A complicating factor in African agriculture is that most of the production comes from relatively small farms. Most of these are less than 2 hectares in size. This is much smaller than in Europe and the Middle East where most farms are greater than 10 hectares. In Latin America most farms exceed 50 hectares.
This means that addressing issues that affect small scale farmers’ productivity can play an important role in food security. Most farmers simply can’t afford pest management control. Often, these methods are lacking in rural areas. And where there are products it can be adulterated or misused.
Agricultural pests are one of the key factors affecting small holder farmer production. In many parts of Africa large population outbreaks of rodents occur often and can sometimes lead up to 100% crop loss. Rodents can damage nearly every crop people try to grow. It’s often difficult to measure chronic damage because it happens over the entire growing season and even after the crop is harvested.
The neglected rodents
Efforts to control pests face a number of challenges. Firstly, management is often limited, because of the high cost of herbicides, insecticides and rodenticides. On top of this they aren’t readily available in local farming areas. And most pest control focuses on invertebrate pests like stem borers, armyworm and locusts. Very little attention is paid to vertebrate pests like rodents or birds like the red-billed quelea (Quelea quelea).
Rodents are a particularly important group of pests. Agriculturally, they can inflict considerable economic damage because of their abundance, diversity, feeding habits and high reproduction abilities.
Research on rodent pest control tends to be neglected. But some community based development programmes are looking at how rodents can be controlled using ecological methods.

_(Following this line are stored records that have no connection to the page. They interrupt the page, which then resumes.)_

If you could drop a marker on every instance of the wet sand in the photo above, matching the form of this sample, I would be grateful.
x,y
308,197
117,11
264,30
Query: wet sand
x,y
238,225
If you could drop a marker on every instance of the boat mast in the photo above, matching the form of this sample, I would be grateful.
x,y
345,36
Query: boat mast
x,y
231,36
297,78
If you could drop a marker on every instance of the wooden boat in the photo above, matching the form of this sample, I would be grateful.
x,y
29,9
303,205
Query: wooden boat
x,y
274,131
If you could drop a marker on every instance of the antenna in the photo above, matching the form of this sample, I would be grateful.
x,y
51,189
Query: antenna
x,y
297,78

Ecologically-based rodent management involves, firstly, increasing our understanding of their population biology, social behaviour, taxonomy and community ecology. These insights can then be used to develop effective and sustainable management strategies. This approach has been effective in reducing pest damage as well as reducing reliance on rodenticide poisons in many countries.

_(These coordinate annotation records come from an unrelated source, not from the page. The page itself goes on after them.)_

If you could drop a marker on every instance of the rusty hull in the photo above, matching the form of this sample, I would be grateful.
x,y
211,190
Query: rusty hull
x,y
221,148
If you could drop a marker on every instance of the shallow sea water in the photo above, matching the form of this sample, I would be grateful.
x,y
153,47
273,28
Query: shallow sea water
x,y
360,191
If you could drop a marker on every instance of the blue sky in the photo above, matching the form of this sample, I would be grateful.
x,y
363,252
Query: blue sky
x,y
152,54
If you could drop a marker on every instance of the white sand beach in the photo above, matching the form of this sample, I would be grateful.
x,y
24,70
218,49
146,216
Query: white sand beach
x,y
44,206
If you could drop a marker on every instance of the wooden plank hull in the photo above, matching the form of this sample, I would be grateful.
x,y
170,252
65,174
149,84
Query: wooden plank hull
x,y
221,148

There is little data on the effects of pest control on rodents, particularly when it comes to small holder farming systems. To gain a better understanding we did a systematic review on the effect of rodent pests on small holder farming in Africa and the island nation of Madagascar.

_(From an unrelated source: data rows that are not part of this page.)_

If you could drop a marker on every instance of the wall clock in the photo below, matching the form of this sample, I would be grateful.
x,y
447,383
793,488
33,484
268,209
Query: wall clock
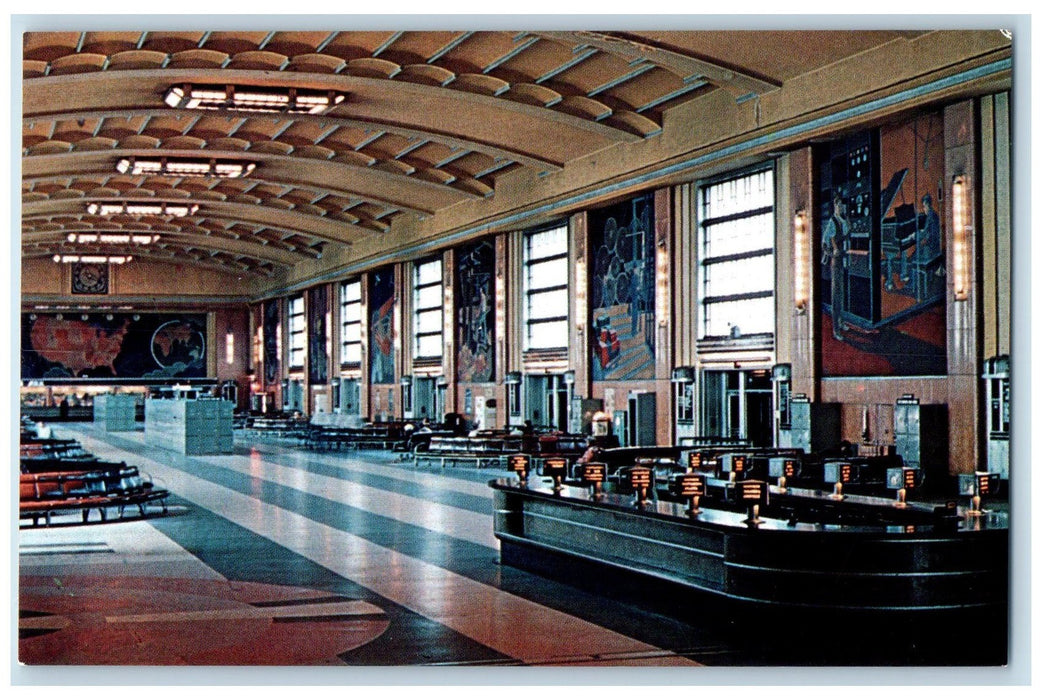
x,y
90,278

Rodent management in Africa
Our review highlighted several important findings. We found median crop losses (midpoint of reported losses) attributed to rodent pests were around 15%. This has a significant impact on small holder grain yields and is comparable to losses from cereal stem borers in Africa where much greater investments have been made in control programmes.
But there was a big discrepancy in estimated and reported losses, which highlights the importance of standardising research protocols. For example, very little research has been done to try and find a link between rodent density to crop impact. This limits the setting of reasonable management thresholds on when to control rodents based on their density.
Most importantly, we found a paucity of research investigating effectiveness of control measures on rodent pests.
We made several detailed recommendations that we feel will improve the robustness of rodent pest research. The most important ones included the fact that researchers must adopt a “meta-analytic” framework. For example, they must place their study in the context of prior literature and they must report on the effect of rodent control, particularly making the comparison between studies and strategies more explicit. This framework has been successfully applied to other evidence based research fields like medical research.
Another was that researchers and funding organisations must be encouraged to establish and fund long-term studies. Once a firm foundation has been established on understanding the drivers of population cycles of the dominant rodent pest species, other important aspects like management and community ecology can be successfully developed.
For example, in some African countries – like Tanzania – there have been great improvements in understanding the ecology of pest rodent species. Researchers showed that rainfall plays an important role in predicting rodent pest outbreaks. This facilitated regional planning to control rodent pests in agricultural areas.
We also found that researchers must focus more on empirical treatment control studies that test a management action compared to no management actions. These must be done with suitable replication that investigates management actions on rodent pest populations and associated crop losses. For example, our recent meta-analysis showed that avian predators, like barn owls, can reduce rodent pests.
Lastly, we suggest that ecologically based rodent management activities and research should be carried out by multidisciplinary and interdisciplinary teams. In this way research can be sustained over a longer period if there’s collaboration, knowledge is transferred and communities are involved.